Коллер: Вам известна причина ареста?
Бредов: Нет.
Коллер: Где рейхсмаршал?
Бредов: Арестован.
Коллер: Браухич и окружение рейхсмаршала?
Бредов: Арестованы.
Коллер: Рейхсминистр Ламмерс и рейхсляйтер Бюлер?
Бредов: Арестованы.
Коллер: Тогда вы должны знать, почему арестовывают меня?
Бредов: Да.
Коллер: Должен вам заметить, что все, что сейчас происходит, какое-то безумие. Рейхсмаршал действовал честно, он всего лишь задал фюреру вопрос…»
В конце концов Коллер узнал, что на него наложен домашний арест. Выразив протест и заявив, что его арест – это наилучшее средство парализовать люфтваффе в тот момент, когда ему надо выполнить самую важную задачу за всю войну, Коллер вспомнил, что на его столе лежит проект обращения к вермахту и народу, которое он с трудом написал за пару часов до появления Бредова. Трудно было даже представить более компрометирующий документ, и Коллер незаметно сунул его в карман, прежде чем его отвели под конвоем в его спальню…

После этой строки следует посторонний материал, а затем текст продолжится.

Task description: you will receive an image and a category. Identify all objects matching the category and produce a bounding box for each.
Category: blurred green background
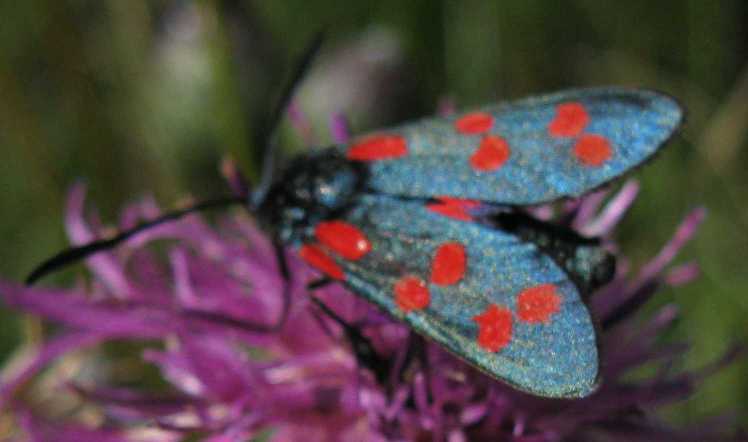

Но поспать ему так и не удалось: в 5 часов утра 24 апреля явился Бредов с сообщением, что по приказу фюрера генерал должен немедленно прибыть в Берлин. Коллер переспросил: «В Берлин?» И продолжил: «Я нахожусь под арестом, а если полечу в Берлин, то могу скрыться. Если только меня не будут сопровождать конвоиры из СС! Но об этом не может быть и речи! К тому же уже слишком поздно: я смогу вылететь не раньше 7 часов утра, а приземлиться в Берлине в светлое время суток невозможно.